8/10
Surprisingly downbeat neo-noir
30 June 2014
Warning: Spoilers
First time producer Fouad Said, a former cameraman who worked on a number of episodes of the "I Spy" TV series (1965-68), joined forces with erstwhile associates Bill Cosby and Robert Culp to make 'Hickey & Boggs', a crime thriller written by neophyte screenwriter (later director-producer) Walter Hill ('48 Hours'). Viewers expecting a feature-length episode of "I Spy" were in for a surprise. The TV series was cool and jaunty: "Man from U.N.C.L.E." for hipsters. 'Hickey & Boggs' is grim, gritty, and downbeat with Cosby and Culp deliberately working against their glamorous TV star personae by playing Al Hickey and Frank Boggs as two world-weary, down-at-the-heels private investigators facing the moral wasteland of contemporary Los Angeles with a growing sense of powerlessness and despair. In its heyday (c.1940–1957), film noir typically espoused a bleak view of human nature and modern society but sometimes held out the possibility of the hero's redemption through honor and heroism. By the early Seventies such romantic notions of individual agency seemed quaint if not deluded. Accordingly, the movie's complicated plot, involving stolen money from a bank heist, vengeful mobsters, no-nonsense cops, and volatile revolutionaries, soon expands beyond the ability of the protagonists to control it, or even affect the situation to any discernible degree. After surviving an apocalyptic showdown, Hickey complains to Boggs: "Nobody came, nobody cares.
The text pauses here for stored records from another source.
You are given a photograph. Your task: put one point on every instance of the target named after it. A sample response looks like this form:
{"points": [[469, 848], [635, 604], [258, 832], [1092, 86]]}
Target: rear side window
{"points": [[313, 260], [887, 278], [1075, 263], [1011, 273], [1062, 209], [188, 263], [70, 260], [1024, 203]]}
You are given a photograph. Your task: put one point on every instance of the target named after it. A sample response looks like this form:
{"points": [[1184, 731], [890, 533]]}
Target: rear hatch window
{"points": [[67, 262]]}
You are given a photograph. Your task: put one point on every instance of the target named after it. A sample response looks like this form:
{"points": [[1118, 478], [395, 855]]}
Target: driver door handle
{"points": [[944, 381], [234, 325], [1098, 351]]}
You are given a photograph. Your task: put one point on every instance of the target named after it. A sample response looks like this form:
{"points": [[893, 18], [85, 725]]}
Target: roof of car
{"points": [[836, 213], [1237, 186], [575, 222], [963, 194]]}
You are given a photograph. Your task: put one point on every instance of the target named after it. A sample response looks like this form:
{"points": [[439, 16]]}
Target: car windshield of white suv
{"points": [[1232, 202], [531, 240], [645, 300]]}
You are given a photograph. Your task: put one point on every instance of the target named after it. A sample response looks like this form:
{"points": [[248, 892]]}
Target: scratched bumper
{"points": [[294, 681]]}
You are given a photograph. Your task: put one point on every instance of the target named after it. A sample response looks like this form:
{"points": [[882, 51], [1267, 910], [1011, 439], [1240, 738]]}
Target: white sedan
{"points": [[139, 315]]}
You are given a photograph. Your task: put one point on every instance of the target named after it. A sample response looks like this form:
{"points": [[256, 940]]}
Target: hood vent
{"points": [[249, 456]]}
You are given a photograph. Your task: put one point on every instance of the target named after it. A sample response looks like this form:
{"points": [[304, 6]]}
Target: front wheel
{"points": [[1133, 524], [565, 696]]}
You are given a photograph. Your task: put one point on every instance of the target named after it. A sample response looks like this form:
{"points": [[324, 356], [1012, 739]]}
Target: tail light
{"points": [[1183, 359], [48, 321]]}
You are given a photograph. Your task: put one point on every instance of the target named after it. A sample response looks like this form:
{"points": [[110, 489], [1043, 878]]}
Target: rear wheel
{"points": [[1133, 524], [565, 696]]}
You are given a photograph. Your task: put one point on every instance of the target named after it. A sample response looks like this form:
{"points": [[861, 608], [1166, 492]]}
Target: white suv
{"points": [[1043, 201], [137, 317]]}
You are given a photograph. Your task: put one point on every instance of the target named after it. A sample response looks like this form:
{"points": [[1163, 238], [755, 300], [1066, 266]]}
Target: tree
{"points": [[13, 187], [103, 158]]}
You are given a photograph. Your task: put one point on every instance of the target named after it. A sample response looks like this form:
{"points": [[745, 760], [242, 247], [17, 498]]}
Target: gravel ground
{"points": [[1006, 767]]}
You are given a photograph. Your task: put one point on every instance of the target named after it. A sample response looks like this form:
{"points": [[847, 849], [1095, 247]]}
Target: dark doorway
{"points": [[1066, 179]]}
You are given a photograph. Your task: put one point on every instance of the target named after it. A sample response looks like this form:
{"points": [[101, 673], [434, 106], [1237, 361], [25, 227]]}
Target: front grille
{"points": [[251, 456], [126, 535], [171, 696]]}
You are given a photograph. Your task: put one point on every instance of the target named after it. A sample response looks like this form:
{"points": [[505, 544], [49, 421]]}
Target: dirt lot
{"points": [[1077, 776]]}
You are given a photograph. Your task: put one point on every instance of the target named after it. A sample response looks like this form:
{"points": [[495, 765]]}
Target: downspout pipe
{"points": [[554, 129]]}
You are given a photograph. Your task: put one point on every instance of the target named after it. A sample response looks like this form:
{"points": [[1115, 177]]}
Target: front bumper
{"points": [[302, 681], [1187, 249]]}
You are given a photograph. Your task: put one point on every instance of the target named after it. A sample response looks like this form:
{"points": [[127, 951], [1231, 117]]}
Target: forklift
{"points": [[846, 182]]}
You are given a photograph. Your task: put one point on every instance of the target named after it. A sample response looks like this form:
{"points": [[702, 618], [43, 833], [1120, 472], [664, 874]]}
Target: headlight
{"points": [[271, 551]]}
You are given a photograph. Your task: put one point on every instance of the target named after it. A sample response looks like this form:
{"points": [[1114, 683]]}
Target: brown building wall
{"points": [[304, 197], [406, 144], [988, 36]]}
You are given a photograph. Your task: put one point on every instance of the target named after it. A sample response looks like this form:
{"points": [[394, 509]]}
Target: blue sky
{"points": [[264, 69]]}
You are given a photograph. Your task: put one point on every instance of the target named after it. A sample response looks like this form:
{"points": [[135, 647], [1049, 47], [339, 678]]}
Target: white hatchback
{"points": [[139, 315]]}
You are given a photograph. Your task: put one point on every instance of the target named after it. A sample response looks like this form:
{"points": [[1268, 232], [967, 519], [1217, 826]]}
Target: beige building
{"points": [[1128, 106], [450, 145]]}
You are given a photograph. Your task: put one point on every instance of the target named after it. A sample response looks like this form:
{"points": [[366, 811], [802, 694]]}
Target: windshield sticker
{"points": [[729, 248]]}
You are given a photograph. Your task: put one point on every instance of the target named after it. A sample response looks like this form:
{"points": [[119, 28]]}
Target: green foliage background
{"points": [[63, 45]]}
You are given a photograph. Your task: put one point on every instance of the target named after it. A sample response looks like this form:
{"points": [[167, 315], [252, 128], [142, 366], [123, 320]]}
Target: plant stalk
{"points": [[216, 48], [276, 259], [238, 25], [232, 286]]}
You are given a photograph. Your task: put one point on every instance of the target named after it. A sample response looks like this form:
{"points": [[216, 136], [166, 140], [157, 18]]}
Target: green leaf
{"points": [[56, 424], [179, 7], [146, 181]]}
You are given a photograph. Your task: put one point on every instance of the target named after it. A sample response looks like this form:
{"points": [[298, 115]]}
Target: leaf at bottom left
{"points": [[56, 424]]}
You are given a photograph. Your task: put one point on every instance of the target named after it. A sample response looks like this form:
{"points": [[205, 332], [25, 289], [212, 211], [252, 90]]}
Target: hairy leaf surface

It's still not about anything." Enfeebled by a world of intrigue that renders them mere adjuncts to the action, Hickey and Boggs are further emasculated in the war of the sexes. Neither is able to sustain a marriage, or even a healthy relationship. Hickey is to blame when his estranged wife, Nyona (Rosalind Cash) is murdered by the mob. Boggs, an alcoholic, frequents a bar where his ex- wife, Edith (Sheila Sullivan; Culp's actual wife at the time), works as a stripper and taunts him from the stage while revealing her assets. Cynical and nihilistic in the extreme, 'Hickey & Boggs' did poor box office; even by the pessimistic standards of its time, it was a bummer. Also featured is James Woods in an early film role. VHS (2003) and DVD (2004).